In a prospective study carried out during a three-week period in October 1998 in 13 teaching hospitals, 735 non-repetitive isolates of Pseudomonas aeruginosa were collected. In patients presenting cystic fibrosis (70 strains), the main serotypes isolated were O:6 (14.3%) and O:1 (14.3%). Serotypes O:11 and O:12 were exceptional. In other patients (665 strains), the most frequent serotypes were O:6 (15.9%), O:11 (15.6%), O:1 (10.7%) and O:12 (9.2%). The antibiotic susceptibility rates were as follows (respectively, non-cystic fibrosis and cystic fibrosis strains): ticarcillin, 55 and 59%, piperacillin, 71 and 67%, ceftazidime, 75 and 67%, cefepime, 56 and 43%, cefpirome, 37 and 21%, aztreonam, 57 and 56%, imipenem, 83 and 70%, amikacin, 69 and 33%, ciprofloxacin, 56 and 61% and fosfomycin, 33 and 43%. Serotype O:12 was the least susceptible to antibiotics.
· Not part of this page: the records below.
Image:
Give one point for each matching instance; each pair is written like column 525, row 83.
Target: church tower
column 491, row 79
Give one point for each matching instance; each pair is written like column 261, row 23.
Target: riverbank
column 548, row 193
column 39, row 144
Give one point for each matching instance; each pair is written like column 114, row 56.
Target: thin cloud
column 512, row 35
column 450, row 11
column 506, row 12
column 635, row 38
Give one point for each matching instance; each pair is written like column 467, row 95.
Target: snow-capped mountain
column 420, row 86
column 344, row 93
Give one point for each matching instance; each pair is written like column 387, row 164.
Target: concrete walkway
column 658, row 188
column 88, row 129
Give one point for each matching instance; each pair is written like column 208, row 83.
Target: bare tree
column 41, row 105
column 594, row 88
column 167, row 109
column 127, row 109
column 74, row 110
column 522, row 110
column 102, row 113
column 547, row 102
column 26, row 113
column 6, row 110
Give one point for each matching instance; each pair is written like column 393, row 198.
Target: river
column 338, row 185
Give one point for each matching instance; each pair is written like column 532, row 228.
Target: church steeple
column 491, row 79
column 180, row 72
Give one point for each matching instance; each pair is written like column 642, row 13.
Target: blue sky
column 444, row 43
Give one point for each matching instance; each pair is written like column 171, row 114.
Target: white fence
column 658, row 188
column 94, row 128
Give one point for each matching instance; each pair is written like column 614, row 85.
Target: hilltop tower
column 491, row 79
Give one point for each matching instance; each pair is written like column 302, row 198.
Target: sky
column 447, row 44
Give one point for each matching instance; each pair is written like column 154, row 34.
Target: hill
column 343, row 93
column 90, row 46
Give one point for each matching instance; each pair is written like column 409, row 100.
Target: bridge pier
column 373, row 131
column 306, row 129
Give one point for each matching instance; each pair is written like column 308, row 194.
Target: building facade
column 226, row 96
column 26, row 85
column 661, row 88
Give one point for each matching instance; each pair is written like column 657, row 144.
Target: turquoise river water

Forty-five percent of the non-cystic fibrosis strains presented intermediate susceptibility or resistance to ticarcillin. The most frequent mechanisms of resistance were: non-enzymatic resistance (14.3%), overproduction of the constitutive cephalosporinase (13.8%), production of transferable beta-lactamase (8.6%) and a combination of these mechanisms (4.2%). Among cystic fibrosis strains, resistance to beta-lactam antibiotics was mainly due to overproduction of the constitutive cephalosporinase (18.6%), whereas production of a transferable beta-lactamase was rare (1.4%). Susceptibility to aminoglycosides and fluoroquinolones was less frequent in isolates producing transferable beta-lactamases and/or overproducing cephalosporinase. Decreased susceptibility to imipenem was more frequent in strains presenting a high level of cephalosporinase production. Among the cephalosporins, cefepime was the least affected by the overproduction of constitutive cephalosporinase. Ceftazidime remained the most efficient antibiotic against both susceptible isolates and strains presenting a non-enzymatic or PSE-1 penicillinase-producing mechanism. (C) 2000 Editions scientifiques et medicales Elsevier SAS.